Bleach, published in May before the nationwide protests against police brutality began, features contributions from 12 undergraduate and graduate students. In the foreword, Assistant Professor Ellen Christensen described the project as a vehicle for anti-racism.
“The embrace of white poison by racists and nationalists is fundamentally ironic, given the long history of racist and colonialist associations of whiteness with purity,” she wrote. “Both incomprehensibly violent, and fundamentally bizarre, this current political moment necessitates subversive tactics.”
The magazine’s first print run sold out; new copies are at the printer. It may be purchased through Bleach’s Venmo account. All proceeds go to charity. A $10 donation goes to the Partnership with Native Americans’ Coronavirus Emergency Response Fund. All donations above $10 will be given to The Bail Project.
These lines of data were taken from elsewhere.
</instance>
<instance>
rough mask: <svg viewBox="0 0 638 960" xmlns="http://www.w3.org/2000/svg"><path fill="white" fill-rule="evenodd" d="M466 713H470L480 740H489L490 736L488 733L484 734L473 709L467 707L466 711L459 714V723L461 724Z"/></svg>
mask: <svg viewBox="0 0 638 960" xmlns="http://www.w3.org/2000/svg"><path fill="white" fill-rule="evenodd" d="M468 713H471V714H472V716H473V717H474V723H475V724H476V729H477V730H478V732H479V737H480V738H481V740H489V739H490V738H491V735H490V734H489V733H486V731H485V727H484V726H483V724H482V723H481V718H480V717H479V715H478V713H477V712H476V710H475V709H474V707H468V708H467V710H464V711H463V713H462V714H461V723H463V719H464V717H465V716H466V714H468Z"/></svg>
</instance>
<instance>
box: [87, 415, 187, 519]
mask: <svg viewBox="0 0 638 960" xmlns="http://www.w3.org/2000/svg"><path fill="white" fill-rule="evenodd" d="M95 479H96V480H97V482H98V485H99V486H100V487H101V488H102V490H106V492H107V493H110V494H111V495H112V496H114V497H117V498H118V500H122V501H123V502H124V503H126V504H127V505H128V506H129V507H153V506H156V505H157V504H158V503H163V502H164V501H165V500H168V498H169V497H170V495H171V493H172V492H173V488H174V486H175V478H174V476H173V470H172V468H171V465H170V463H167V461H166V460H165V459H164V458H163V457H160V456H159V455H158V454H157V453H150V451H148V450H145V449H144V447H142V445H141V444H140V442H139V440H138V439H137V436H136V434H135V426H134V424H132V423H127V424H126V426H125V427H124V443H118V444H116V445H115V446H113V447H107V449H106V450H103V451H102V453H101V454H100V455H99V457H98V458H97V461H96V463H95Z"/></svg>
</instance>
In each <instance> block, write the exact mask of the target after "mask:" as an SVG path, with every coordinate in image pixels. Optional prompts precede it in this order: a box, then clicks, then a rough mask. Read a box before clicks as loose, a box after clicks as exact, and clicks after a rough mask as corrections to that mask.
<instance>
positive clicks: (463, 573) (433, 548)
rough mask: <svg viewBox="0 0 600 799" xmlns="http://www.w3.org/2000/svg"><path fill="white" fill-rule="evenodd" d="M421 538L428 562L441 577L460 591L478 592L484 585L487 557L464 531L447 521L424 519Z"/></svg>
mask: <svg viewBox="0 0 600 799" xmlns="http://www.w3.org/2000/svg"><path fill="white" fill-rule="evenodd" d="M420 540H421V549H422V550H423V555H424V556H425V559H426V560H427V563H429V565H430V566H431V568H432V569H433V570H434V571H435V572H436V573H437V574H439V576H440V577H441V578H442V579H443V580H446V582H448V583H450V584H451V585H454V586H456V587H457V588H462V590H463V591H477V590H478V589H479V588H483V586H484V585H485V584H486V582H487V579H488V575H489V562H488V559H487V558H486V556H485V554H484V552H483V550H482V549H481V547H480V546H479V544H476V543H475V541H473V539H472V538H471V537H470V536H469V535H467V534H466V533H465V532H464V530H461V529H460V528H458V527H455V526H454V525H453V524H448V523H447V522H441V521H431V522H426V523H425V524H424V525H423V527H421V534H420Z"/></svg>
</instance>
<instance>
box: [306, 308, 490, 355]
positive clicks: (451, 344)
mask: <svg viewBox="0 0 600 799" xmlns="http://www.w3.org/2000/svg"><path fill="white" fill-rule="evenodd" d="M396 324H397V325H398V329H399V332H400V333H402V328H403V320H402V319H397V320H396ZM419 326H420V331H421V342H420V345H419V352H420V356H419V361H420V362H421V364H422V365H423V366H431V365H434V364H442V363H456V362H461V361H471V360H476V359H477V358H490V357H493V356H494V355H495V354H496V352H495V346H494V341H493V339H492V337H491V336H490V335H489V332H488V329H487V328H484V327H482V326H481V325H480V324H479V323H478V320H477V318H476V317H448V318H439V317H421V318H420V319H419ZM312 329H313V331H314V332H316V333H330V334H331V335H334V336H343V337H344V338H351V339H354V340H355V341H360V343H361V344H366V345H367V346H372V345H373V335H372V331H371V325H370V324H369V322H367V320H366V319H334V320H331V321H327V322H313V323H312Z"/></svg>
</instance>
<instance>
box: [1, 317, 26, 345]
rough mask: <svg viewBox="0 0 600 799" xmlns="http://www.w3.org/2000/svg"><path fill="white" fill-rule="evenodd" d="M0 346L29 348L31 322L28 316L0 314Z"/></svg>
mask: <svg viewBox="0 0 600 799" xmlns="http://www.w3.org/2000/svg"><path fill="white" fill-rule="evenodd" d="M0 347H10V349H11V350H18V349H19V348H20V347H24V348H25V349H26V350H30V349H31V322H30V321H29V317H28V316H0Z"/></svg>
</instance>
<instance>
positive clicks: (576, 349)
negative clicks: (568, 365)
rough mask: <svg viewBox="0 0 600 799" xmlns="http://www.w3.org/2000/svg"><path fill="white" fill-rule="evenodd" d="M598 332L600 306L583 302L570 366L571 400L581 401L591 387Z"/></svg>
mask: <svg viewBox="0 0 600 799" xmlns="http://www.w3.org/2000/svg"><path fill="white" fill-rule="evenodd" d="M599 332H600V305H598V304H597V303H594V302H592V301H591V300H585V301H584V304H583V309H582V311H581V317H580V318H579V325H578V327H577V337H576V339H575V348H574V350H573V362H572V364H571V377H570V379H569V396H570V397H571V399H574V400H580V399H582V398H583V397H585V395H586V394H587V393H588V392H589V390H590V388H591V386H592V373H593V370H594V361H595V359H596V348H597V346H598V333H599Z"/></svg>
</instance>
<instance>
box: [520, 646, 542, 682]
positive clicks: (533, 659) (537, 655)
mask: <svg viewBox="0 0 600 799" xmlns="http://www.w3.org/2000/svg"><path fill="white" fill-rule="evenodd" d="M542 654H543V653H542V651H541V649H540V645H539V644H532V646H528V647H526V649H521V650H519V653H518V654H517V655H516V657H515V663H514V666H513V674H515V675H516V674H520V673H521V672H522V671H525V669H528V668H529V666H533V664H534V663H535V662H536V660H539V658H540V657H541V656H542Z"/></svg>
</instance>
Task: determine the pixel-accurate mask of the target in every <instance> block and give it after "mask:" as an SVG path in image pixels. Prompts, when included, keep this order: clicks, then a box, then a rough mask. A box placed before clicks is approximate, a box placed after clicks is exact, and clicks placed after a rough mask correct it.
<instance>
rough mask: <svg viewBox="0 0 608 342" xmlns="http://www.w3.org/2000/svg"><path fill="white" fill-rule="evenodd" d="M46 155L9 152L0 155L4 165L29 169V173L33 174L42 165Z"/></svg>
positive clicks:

Graduate student Mena Kamel developed the magazine in Jane Rabanal’s Design Management class after feeling frustration and discomfort when the crisis hit. As he learned of friends and family testing positive, he scrapped plans for another class project to instead self-publish something that would offer agency to him and his peers.
Citing a lack of attention being given to disproportionately high COVID-19 infection and mortality rates among Native Americans, Kamel said he believed a magazine would expand awareness of inequity issues.
“I’d already been feeling untethered during the transition to online learning and, like everyone, my world got turned upside down pretty quickly,” said Kamel, who will graduate in 2021. “I was spending all my time on theoretical solutions to this massive moment, and that felt so disconnected from what was/is happening in my personal life.”
Kamel said he is grateful for the compassion of his peers, despite the challenges of the pandemic.
“Many of my peers/contributors have lost their jobs, family members and housing, yet have stayed in school, organized with me and donated their work for this direct action,” he said.